What is refinancing?
The basic idea behind debt refinancing is that you replace a high-risk and high-interest loan with a new loan that has better rates and terms. The new loan is essentially used to pay off the old loan. Once the high-interest installment loan account is closed, you can focus on the new loan. Debt refinancing only works and offers the desired benefits if you find a new loan that comes with lower interest rates and charges and easier repayment terms than the original installment loan. To determine whether or not refinancing is the right option for you, take the following factors into account.
Identifying and assessing your needs is crucial when it comes to refinancing an installment loan. You should do it before making any significant decision with regards to your finances. When it comes to refinancing, most people either borrow a higher sum or they take up the same amount of money as their original loan but with better repayment terms and lower interest rates. Doing the former may not always yield the best results. If you are thinking of refinancing simply because you need more money right now, the actual purpose of refinancing may be lost.
If your refinancing plan involves borrowing the same amount as the original loan but with a longer tenure and/or lower APR, you should consider how the EMIs for this loan will look like. A longer tenure is likely to make the monthly payments much smaller, which should leave you with a significant room in your budget. However, if you end up spending the money you saved through refinancing, you would lose the potential benefit. Instead, put the extra money into a savings account or an emergency fund for future use.
Refinancing an installment loan makes no sense if you end up going for a loan that has a higher APR than the original installment loan. Doing this may lead to even bigger problems than you are currently facing now. It may even push you into a debt trap! Instead, you should only refinance if you find a loan with much lower interest rate than you are currently paying. Just keep in mind, if you also go for a much longer tenure, you may end up paying more in interest charges overtime. So, make sure to do the calculations before making the decision.
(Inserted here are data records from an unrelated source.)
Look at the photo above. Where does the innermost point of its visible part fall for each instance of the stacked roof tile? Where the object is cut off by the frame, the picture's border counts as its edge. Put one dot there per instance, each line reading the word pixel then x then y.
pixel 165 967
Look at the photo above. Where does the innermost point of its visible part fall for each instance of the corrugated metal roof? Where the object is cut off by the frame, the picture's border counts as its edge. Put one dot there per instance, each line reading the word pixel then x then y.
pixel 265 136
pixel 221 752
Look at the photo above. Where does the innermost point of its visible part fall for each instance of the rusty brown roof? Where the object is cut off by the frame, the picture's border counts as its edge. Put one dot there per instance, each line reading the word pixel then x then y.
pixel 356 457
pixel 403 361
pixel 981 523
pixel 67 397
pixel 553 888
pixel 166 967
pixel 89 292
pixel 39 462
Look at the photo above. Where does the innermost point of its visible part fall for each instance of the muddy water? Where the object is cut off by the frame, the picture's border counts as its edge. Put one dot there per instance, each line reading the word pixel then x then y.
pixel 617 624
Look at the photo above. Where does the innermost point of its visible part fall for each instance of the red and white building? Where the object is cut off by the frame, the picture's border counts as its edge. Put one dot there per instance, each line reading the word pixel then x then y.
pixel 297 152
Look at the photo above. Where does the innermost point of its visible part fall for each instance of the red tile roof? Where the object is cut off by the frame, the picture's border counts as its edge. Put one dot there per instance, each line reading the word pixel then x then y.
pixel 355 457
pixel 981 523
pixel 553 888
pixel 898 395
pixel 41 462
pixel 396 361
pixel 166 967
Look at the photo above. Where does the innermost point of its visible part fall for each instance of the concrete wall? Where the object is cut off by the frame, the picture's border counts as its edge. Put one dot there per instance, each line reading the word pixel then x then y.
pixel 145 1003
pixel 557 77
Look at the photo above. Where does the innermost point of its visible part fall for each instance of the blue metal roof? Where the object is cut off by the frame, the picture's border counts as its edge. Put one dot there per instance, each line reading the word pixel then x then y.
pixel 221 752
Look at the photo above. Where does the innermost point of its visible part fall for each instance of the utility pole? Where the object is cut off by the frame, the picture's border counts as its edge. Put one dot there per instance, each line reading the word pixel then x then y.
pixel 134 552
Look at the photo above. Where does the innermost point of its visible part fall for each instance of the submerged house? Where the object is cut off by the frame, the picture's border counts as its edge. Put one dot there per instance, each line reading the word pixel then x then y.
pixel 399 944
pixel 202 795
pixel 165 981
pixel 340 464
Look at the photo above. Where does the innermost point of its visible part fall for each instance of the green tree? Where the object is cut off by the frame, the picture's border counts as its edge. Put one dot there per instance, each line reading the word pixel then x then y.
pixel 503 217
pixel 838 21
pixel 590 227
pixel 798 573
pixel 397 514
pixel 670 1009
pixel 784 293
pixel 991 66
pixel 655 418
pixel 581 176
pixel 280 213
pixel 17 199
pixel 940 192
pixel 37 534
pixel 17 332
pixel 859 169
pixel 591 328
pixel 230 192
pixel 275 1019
This one primarily applies to borrowers with bad or no credit. Finding bad credit installment loans is fairly easy these days, thanks to online lending platforms. However, before taking up such a loan, make sure that your lender will report payments to the concerned authority. Timely payment on a bad credit installment loan can improve your FICO scores overtime. However, that will not happen if the subprime lender fails to report it.
The choice of refinancing an installment lies entirely with you and your circumstances. Take a good look at your situation and your options before making the final decision.